POV-Ray : Newsgroups : povray.off-topic : Stack Exchange fights bad patents : Re: Stack Exchange fights bad patents Server Time
28 Jul 2024 22:22:47 EDT (-0400)
  Re: Stack Exchange fights bad patents  
From: andrel
Date: 22 Sep 2012 04:19:15
Message: <505D7484.3010303@gmail.com>
On 21-9-2012 22:39, Orchid Win7 v1 wrote:
> On 21/09/2012 07:27 PM, andrel wrote:
>> I think you're case for the pharmaceuticals is a bit biased towards the
>> official propaganda of those companies.
>> Reality is much more complex.
>
> I see...
>
>> There is the problem that very few new medicines come on the market.
>
> Cool. So all those "first time in man" drugs I've helped my ex-employers
> work on... apparently those didn't actually exist, right?

Did you follow them up afterwards?
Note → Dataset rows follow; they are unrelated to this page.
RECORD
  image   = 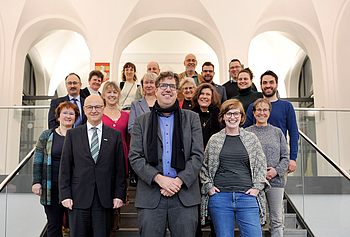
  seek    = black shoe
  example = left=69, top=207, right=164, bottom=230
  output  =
left=129, top=177, right=137, bottom=187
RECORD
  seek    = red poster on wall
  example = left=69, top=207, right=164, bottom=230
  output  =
left=95, top=63, right=110, bottom=82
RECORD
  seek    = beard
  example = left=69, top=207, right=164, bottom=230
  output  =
left=262, top=88, right=277, bottom=97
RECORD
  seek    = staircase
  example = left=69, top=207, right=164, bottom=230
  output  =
left=111, top=187, right=307, bottom=237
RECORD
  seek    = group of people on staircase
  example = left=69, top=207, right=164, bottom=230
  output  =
left=32, top=54, right=298, bottom=237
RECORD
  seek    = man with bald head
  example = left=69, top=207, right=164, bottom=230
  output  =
left=59, top=95, right=126, bottom=237
left=147, top=61, right=160, bottom=75
left=179, top=53, right=203, bottom=86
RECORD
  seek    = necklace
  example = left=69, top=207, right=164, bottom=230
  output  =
left=202, top=116, right=211, bottom=128
left=56, top=127, right=65, bottom=137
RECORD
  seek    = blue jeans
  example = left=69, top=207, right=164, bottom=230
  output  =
left=208, top=192, right=262, bottom=237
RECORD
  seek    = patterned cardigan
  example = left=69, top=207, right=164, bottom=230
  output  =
left=33, top=129, right=53, bottom=205
left=200, top=128, right=268, bottom=225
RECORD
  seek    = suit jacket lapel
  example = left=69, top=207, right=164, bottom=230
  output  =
left=81, top=124, right=94, bottom=162
left=96, top=124, right=110, bottom=163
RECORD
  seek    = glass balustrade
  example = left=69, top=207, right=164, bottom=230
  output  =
left=286, top=131, right=350, bottom=237
left=295, top=108, right=350, bottom=172
left=0, top=106, right=48, bottom=237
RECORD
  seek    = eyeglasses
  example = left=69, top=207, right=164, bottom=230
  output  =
left=158, top=83, right=176, bottom=91
left=61, top=111, right=75, bottom=116
left=84, top=105, right=103, bottom=112
left=66, top=81, right=79, bottom=86
left=225, top=112, right=241, bottom=118
left=255, top=109, right=270, bottom=114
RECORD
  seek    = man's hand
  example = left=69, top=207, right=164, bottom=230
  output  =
left=32, top=184, right=42, bottom=196
left=113, top=198, right=124, bottom=209
left=154, top=174, right=182, bottom=196
left=208, top=186, right=220, bottom=196
left=288, top=160, right=297, bottom=173
left=266, top=167, right=277, bottom=180
left=62, top=198, right=73, bottom=210
left=245, top=188, right=259, bottom=197
left=160, top=188, right=174, bottom=197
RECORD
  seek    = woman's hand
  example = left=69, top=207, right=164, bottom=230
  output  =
left=208, top=186, right=220, bottom=196
left=266, top=167, right=277, bottom=180
left=32, top=184, right=42, bottom=196
left=245, top=188, right=259, bottom=197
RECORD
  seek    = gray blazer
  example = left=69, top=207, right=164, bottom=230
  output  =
left=129, top=110, right=203, bottom=208
left=128, top=98, right=150, bottom=133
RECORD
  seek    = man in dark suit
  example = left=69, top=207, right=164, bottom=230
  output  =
left=202, top=62, right=227, bottom=103
left=80, top=70, right=104, bottom=99
left=129, top=72, right=203, bottom=237
left=48, top=73, right=86, bottom=129
left=59, top=95, right=126, bottom=237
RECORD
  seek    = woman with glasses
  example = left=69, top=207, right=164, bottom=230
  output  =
left=101, top=81, right=130, bottom=232
left=200, top=99, right=266, bottom=237
left=177, top=77, right=196, bottom=109
left=32, top=101, right=79, bottom=237
left=119, top=62, right=141, bottom=110
left=128, top=72, right=157, bottom=132
left=192, top=83, right=221, bottom=148
left=246, top=98, right=289, bottom=237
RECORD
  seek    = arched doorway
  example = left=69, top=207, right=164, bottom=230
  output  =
left=118, top=31, right=221, bottom=84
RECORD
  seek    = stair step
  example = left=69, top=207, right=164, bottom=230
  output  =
left=111, top=228, right=307, bottom=237
left=284, top=213, right=297, bottom=229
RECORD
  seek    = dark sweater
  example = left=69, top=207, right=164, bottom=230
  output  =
left=235, top=87, right=263, bottom=113
left=193, top=105, right=221, bottom=148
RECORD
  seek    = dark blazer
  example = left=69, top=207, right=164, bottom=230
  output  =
left=59, top=124, right=126, bottom=209
left=128, top=98, right=151, bottom=133
left=129, top=110, right=203, bottom=208
left=48, top=95, right=86, bottom=129
left=212, top=82, right=227, bottom=104
left=80, top=87, right=101, bottom=99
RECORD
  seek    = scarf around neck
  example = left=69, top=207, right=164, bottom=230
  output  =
left=147, top=100, right=185, bottom=171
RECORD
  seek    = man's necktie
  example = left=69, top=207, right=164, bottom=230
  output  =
left=90, top=127, right=100, bottom=163
left=72, top=98, right=83, bottom=127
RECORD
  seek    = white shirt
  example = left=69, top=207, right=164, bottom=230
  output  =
left=86, top=122, right=102, bottom=149
left=68, top=95, right=83, bottom=118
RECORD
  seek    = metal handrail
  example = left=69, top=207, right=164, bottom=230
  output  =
left=299, top=130, right=350, bottom=181
left=0, top=105, right=50, bottom=109
left=0, top=147, right=35, bottom=192
left=294, top=108, right=350, bottom=112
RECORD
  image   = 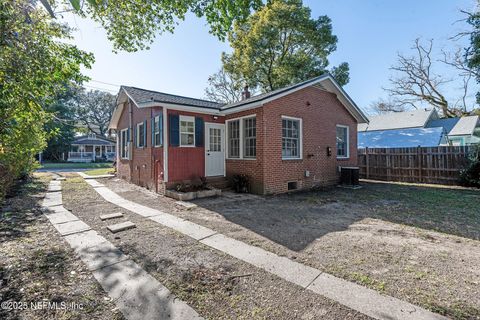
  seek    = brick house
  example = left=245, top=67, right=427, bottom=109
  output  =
left=110, top=74, right=368, bottom=194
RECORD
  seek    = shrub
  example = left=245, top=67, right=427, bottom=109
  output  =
left=460, top=145, right=480, bottom=188
left=232, top=174, right=250, bottom=193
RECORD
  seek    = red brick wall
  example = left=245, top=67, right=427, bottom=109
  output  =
left=117, top=103, right=163, bottom=190
left=225, top=107, right=268, bottom=194
left=263, top=87, right=357, bottom=194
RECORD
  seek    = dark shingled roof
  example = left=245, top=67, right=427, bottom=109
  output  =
left=122, top=86, right=223, bottom=110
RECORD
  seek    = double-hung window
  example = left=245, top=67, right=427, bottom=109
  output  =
left=227, top=116, right=257, bottom=159
left=152, top=116, right=163, bottom=147
left=243, top=118, right=257, bottom=158
left=136, top=122, right=146, bottom=148
left=120, top=129, right=129, bottom=159
left=337, top=125, right=350, bottom=159
left=282, top=117, right=302, bottom=159
left=180, top=116, right=195, bottom=147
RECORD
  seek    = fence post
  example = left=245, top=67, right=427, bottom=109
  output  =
left=365, top=147, right=370, bottom=179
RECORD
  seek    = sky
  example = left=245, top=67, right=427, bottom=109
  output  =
left=63, top=0, right=476, bottom=113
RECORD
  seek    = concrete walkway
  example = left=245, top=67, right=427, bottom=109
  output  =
left=81, top=180, right=447, bottom=320
left=77, top=171, right=115, bottom=179
left=39, top=180, right=202, bottom=320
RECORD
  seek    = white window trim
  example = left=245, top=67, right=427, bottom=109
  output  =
left=225, top=113, right=257, bottom=161
left=135, top=121, right=146, bottom=148
left=178, top=116, right=196, bottom=148
left=120, top=128, right=130, bottom=160
left=280, top=116, right=303, bottom=161
left=335, top=124, right=350, bottom=159
left=152, top=116, right=162, bottom=148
And did you check that claims?
Many of those would have been (hopefully) irrelevant variants of 
something existing.

>> The rules are probably just too strict.
>
> This is somewhat outside my area of expertise, but IMHO the rules are
> reasonably OK ATM.

Reasonable, but not the best in the interest of patients.

>
>> And the main improvements are mostly
>> done, most things nowadays are statistical improvements.
>
> While it's true that there are plenty of cases of designing a new drug
> which is like an existing one but slightly different in some way, it's
> also true that there are plenty of people scouring the tropical
> rainforests, the great coral reefs, and the bottom of the oceans to find
> unusual molecules that do something interesting. Most drugs are "found"
> rather than "designed". Oh, sure, the molecule you find might not be
> perfect; you might need to do some design work to improve it. But the
> basic design is from mother nature's kitchen, mostly.

Did you do research on that or just watch Discovery Channel now and then?

>> What the
>> companies are doing is finding ways to extend an existing patent, not
>> creating new ones. (A bit like Walt Disney finding ways to extend the IP
>> on mickey mouse indefinitely.)
>
> Again, while I'm sure they /do/ try to find inventive ways to keep
> milking their stuff for every last penny, that doesn't mean that there's
> nothing new coming out.

The rate of truly new drugs has been declining over the last decades, 
despite all the research. One of the problems is that most diseases are 
too complex. If you have a broadly defined disease, 'heart failure' for 
instance you have the number of patients for a new drug. Only, some 
subgroups will benefit and some others will get worse. On average there 
is only a small effect, possibly even negative. Which means that the 
drug never goes to market. (Unless it is a small effect but the target 
patient group is (after marketing) extremely numerous, as in the case of 
statins) You might figure out which subgroups do benefit and which are 
harmed, but then the group becomes too small to make a reasonable 
profit. Or the identification is too complicated to make sense for the 
general hospitals and GPs.

>> The money they earn with that only for a
>> small fraction goes into research, most of it goes to marketing.
>
> Now /that/ I can believe...
>
>> In the mean time proven effective medicine is withdrawn from the market,
>> because they make more money on another medicine.
>
> I doubt that. Usually once a drug comes off patent, a whole raft of
> other companies step in to start copying it. (My ex-employers got quite
> a lot of contracts from companies wanting to investigate the properties
> of drugs that have just recently come off patent.)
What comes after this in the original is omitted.